Deep Learning Models -- A collection of various deep learning architectures, models, and tips for TensorFlow and PyTorch in Jupyter Notebooks.

In [1]:
%load_ext watermark
%watermark -a 'Sebastian Raschka' -v -p tensorflow,numpy
Sebastian Raschka 

CPython 3.6.3
IPython 6.2.1

tensorflow 1.5.0-rc1
numpy 1.12.1

Using TensorFlow's Dataset API

TensorFlow provides users with multiple options for providing data to the model. One of the probably most common methods is to define placeholders in the TensorFlow graph and feed the data from the current Python session into the TensorFlow Session using the feed_dict parameter. Using this approach, a large dataset that does not fit into memory is most conveniently and efficiently stored using NumPy archives as explained in Chunking an Image Dataset for Minibatch Training using NumPy NPZ Archives or HDF5 data base files (Storing an Image Dataset for Minibatch Training using HDF5).

Another approach, which is often preferred when it comes to computational efficiency, is to do the "data loading" directly in the graph using input queues from so-called TFRecords files, which is illustrated in the Using Input Pipelines to Read Data from TFRecords Files notebook.

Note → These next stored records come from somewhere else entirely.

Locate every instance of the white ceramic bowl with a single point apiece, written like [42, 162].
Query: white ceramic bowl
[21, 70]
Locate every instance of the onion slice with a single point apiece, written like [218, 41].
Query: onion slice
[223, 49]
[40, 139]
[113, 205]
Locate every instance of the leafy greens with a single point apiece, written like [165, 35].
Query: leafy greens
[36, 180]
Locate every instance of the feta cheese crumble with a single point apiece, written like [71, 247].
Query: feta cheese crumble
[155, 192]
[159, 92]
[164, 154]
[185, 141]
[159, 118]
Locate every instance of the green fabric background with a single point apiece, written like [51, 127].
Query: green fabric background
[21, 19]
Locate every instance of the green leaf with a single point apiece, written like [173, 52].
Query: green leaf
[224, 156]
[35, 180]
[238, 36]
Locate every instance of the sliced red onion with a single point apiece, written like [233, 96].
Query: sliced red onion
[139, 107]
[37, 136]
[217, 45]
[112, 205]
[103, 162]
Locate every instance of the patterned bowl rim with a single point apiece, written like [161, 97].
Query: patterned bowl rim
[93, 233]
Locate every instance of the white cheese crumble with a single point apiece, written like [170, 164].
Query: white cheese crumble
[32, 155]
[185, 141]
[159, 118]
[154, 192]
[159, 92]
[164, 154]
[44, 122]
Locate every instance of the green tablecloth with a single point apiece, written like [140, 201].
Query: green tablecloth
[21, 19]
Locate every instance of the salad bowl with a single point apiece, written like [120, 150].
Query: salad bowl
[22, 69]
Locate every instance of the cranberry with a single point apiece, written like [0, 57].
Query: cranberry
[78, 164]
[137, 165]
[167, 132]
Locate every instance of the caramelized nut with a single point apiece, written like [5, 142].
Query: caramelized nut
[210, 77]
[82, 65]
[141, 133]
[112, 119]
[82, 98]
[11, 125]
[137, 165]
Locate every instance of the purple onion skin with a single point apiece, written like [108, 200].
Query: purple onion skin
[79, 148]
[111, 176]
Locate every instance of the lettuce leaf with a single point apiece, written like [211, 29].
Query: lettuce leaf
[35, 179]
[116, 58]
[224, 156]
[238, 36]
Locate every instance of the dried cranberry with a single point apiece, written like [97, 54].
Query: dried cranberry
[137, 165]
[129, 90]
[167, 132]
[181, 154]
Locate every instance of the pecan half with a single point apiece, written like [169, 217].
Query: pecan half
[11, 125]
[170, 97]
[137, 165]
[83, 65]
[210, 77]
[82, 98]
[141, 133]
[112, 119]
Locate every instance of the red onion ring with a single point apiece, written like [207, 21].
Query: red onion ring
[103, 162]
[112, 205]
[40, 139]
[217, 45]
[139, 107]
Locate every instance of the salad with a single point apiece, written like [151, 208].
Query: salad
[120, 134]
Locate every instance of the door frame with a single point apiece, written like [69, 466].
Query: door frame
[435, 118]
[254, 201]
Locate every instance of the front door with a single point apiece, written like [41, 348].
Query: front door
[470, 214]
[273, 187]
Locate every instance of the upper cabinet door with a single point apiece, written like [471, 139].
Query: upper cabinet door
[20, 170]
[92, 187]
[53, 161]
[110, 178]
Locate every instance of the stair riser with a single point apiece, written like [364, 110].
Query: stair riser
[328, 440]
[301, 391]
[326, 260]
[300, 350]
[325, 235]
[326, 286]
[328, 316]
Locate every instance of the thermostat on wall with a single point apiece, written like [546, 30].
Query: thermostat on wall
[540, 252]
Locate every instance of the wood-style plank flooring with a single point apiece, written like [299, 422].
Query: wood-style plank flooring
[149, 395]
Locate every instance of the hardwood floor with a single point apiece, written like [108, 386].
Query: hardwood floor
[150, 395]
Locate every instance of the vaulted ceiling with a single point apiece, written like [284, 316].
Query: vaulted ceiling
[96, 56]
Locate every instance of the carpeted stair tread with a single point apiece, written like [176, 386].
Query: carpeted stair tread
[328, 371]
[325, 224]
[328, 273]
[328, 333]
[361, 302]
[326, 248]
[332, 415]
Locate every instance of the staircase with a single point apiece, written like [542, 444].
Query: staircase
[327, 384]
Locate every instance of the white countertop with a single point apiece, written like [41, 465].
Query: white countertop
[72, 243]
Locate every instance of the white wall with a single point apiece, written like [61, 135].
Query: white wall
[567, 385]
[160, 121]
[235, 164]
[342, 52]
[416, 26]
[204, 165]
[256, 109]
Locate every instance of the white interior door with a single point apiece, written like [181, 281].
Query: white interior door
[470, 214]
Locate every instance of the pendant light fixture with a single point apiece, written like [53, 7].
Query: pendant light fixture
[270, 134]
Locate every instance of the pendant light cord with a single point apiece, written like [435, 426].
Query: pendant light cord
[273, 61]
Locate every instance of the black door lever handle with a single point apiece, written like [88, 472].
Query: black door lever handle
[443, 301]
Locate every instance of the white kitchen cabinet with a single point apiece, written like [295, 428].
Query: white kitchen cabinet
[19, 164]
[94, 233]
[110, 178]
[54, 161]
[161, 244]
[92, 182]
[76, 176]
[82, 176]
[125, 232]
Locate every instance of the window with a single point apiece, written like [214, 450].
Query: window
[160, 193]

Now, one could also use inpute input queues to load the data directly on the graph Using Queue Runners to Feed Images Directly from Disk. The examples in this Jupyter notebook present an alternative to this manual approach, using TensorFlow's "new" Dataset API, which is described in more detail here: https://www.tensorflow.org/programmers_guide/datasets

0. The Dataset

Let's pretend we have a directory of images containing two subdirectories with images for training, validation, and testing. The following function will create such a dataset of images in JPEG format locally for demonstration purposes.

In [2]:
# Note that executing the following code 
# cell will download the MNIST dataset
# and save all the 60,000 images as separate JPEG
# files. This might take a few minutes depending
# on your machine.

import numpy as np

# load utilities from ../helper.py
import sys
sys.path.insert(0, '..') 
from helper import mnist_export_to_jpg

np.random.seed(123)
mnist_export_to_jpg(path='./')
Extracting ./train-images-idx3-ubyte.gz
Extracting ./train-labels-idx1-ubyte.gz
Extracting ./t10k-images-idx3-ubyte.gz
Extracting ./t10k-labels-idx1-ubyte.gz

The mnist_export_to_jpg function called above creates 3 directories, mnist_train, mnist_test, and mnist_validation. Note that the names of the subdirectories correspond directly to the class label of the images that are stored under it:

In [3]:
import os

for i in ('train', 'valid', 'test'): 
    dirs = [d for d in os.listdir('mnist_%s' % i) if not d.startswith('.')]
    print('mnist_%s subdirectories' % i, dirs)
mnist_train subdirectories ['9', '0', '7', '6', '1', '8', '4', '3', '2', '5']
mnist_valid subdirectories ['9', '0', '7', '6', '1', '8', '4', '3', '2', '5']
mnist_test subdirectories ['9', '0', '7', '6', '1', '8', '4', '3', '2', '5']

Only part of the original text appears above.